Загадочная власть луны проявляется в приливах и отливах. Луна тянет на себя необъятное водное покрывало — это отлив, затем отпускает его — и это прилив. Объяснения, которые дают этому феномену ученые, настолько туманны, что становится понятно: ничего им непонятно. Впрочем, так всегда — если уж в деле усматривают влияние луны, значит, ничего тут не понять. Как, например, в поведении людей, именуемых лунатиками. Или в происхождении белесоватых пятен, невесть откуда берущихся на коврах и паласах, — так называемых лунных отметин.
Солнце же, напротив, — олицетворенный рассудок, равновесие, архитектура. Потому-то Людовик XIV и захотел сделаться Королем-Солнцем. Очевидно, что солнце мужского пола, а луна — женского, и есть что-то ненормальное в том, что немецкий язык распределил их иначе. И все же бог солнца Аполлон и богиня луны Диана не муж и жена, а брат и сестра. Обоим претит брачный союз: луне мешает ее девственная холодность, солнцу — его самодовлеющая полнота.
«Луна — это солнце статуй», — написал Жан Кокто. Он мог бы написать проще: луна — это статуя солнца. А солнечные ванны — мода на которые не сдает позиций, как ни осуждай нас доктора, — принимают для того, чтобы превратить тело в свою собственную статую из золотистой бронзы — статую, отлитую солнцем.
Слава — солнце мертвых.
Серое и цветное
Современная физика безоговорочно приняла теорию Ньютона о природе света и цвета. Свет происходит от солнца — небесного тела, температура которого примерно шесть тысяч градусов. Это «белый свет».
Ньютон учит, что проходя сквозь призму, этот свет обнаруживает свою сложную природу, совокупность световых волн, дающих — по увеличению длины — фиолетовый, синий, голубой, зеленый, желтый, оранжевый и красный цвета. Со стороны длинных волн — за границей красного — располагаются инфракрасные лучи, невидимые, но дающие тепло. Со стороны коротких волн — за фиолетовым — располагаются лучи ультрафиолетовые; они также невидимы, зато запечатлеваются на фотопленке.
Гёте всю жизнь оспаривал теорию Ньютона, согласно которой все цвета уже содержатся в бесцветном луче и выходят из него как бы разъятыми. Для Гёте свет изначально един и неделим. Это кажется ему очевидным, безусловным, нормальным, едва ли не нравственным. Мысль о том, что белый свет получается в результате смешения всех цветов, приводит его в ужас.
Но откуда тогда берутся цвета? Они — плод воздействия на свет внешнего мира. Свет порождает их, проходя сквозь «мутную среду» — и такой средой может быть воздух поднебесья (дающий синеву), воды моря (рождающие серо-зеленый цвет) или углы хрустальной призмы (распускающей радугу).

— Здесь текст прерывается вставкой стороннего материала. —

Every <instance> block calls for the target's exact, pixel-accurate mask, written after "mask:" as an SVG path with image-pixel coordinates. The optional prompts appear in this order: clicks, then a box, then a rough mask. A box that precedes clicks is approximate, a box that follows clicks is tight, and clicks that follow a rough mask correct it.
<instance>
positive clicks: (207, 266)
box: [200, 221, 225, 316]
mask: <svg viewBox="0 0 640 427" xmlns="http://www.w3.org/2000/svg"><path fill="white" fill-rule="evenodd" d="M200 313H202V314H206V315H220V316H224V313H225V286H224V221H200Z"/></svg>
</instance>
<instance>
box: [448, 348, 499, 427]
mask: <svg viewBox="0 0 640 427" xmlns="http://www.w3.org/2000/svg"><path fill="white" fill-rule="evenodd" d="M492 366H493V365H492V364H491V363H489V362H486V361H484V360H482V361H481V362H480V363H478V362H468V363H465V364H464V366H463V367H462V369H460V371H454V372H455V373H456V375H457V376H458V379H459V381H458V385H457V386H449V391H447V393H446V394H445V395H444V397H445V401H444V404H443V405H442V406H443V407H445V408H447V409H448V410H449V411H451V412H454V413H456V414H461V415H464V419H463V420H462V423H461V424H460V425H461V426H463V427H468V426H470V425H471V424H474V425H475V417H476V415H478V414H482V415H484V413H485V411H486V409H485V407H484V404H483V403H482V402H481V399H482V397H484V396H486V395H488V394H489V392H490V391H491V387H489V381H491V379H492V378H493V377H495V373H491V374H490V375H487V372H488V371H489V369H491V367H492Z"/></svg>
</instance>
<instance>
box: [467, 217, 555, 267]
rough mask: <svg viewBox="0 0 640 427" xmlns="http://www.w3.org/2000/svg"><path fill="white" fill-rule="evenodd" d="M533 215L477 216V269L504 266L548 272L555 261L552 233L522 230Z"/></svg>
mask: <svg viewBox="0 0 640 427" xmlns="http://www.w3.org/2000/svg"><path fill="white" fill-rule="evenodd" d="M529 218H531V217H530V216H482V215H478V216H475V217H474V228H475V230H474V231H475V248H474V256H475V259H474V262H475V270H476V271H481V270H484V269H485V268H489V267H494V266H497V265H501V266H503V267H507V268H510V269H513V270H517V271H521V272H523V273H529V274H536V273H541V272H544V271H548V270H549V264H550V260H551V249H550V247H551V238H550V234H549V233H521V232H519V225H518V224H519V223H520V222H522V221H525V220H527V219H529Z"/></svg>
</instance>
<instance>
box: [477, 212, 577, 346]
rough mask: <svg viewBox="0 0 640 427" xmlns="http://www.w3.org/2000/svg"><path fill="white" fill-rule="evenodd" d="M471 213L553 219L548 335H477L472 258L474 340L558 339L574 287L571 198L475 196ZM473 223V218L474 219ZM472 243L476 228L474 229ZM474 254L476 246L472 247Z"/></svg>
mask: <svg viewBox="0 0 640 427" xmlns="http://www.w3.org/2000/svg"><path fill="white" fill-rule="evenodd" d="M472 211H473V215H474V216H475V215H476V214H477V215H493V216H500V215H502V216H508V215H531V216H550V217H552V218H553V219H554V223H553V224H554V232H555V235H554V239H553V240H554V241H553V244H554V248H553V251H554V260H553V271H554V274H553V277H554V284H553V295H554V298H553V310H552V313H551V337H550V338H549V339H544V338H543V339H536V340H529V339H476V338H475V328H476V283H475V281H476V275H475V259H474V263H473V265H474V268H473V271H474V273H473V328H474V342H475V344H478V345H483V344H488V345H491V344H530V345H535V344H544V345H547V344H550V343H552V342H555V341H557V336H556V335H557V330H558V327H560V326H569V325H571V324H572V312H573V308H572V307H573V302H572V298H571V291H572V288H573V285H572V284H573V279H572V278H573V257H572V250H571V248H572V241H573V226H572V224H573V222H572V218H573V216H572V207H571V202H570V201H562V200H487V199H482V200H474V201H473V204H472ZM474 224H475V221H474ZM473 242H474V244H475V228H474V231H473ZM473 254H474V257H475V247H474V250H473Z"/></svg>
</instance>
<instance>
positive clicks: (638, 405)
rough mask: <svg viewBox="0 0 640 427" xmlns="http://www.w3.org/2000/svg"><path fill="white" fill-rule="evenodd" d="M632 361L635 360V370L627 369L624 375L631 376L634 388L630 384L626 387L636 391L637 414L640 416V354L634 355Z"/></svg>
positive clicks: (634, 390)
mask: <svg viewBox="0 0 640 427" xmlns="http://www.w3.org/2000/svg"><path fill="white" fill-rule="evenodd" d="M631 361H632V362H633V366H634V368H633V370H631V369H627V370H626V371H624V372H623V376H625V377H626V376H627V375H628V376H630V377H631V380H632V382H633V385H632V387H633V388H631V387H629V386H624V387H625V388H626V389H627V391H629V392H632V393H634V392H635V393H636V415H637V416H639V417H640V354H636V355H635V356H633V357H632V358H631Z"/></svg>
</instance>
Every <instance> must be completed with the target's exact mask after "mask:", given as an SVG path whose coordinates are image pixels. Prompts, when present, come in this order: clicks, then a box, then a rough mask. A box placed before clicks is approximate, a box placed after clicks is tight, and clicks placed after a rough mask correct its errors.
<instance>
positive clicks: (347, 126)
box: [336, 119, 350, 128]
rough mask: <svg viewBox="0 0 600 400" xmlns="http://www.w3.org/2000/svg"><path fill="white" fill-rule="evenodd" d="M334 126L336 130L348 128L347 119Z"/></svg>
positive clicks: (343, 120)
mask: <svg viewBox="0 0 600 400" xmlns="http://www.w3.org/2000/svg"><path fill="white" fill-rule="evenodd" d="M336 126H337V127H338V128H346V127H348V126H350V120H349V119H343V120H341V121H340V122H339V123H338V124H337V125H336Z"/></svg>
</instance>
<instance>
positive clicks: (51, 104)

Стало быть, семь цветов как семь скорбей света, или — в начальной стадии — как семь смертных грехов, которые смущают покой детской души, по сути своей чистой и цельной.
Точка зрения Гёте наглядно проявляется в том, какую пленку, цветную или черно-белую, выбирают себе сегодня фотографы. Конечно, на огромном рынке любительской фотографии безраздельно царит первая. Но это туристические и семейные снимки без претензии на творчество. Цвет лишь удачно скрадывает их убожество.
Великие же творцы, мастера фотоискусства — Картье-Брессон, Кертеш, Лартиг, Уэстон, Брассай, Дуано и другие, напротив, признают только черно-белую фотографию. Пора, впрочем, отказаться от этого термина: почему черно-белая, если в ней нет ни черного, ни белого? Она состоит из оттенков серого, от самого светлого до самого темного. Перед нами пепельный гризайль — вот откуда и четкость, и глубина.
Эти серые снимки доносят до нас действительность чистую, первозданную, как ее вылепил Бог в семь дней творения мира. Они позволяют увидеть самую суть вещей.
Вот что можно прибавить: серый снимок ближе к действительности, чем цветной, потому что действительность серая. Мир вокруг нас сам по себе бесцветен. Его расцвечивают художники, и если нам кажется, что мы видим все в цвете, то лишь потому, что мы слишком много ходили по выставкам картин и галереям. С тех пор к нам крепко-накрепко пристали цветообразующие очки.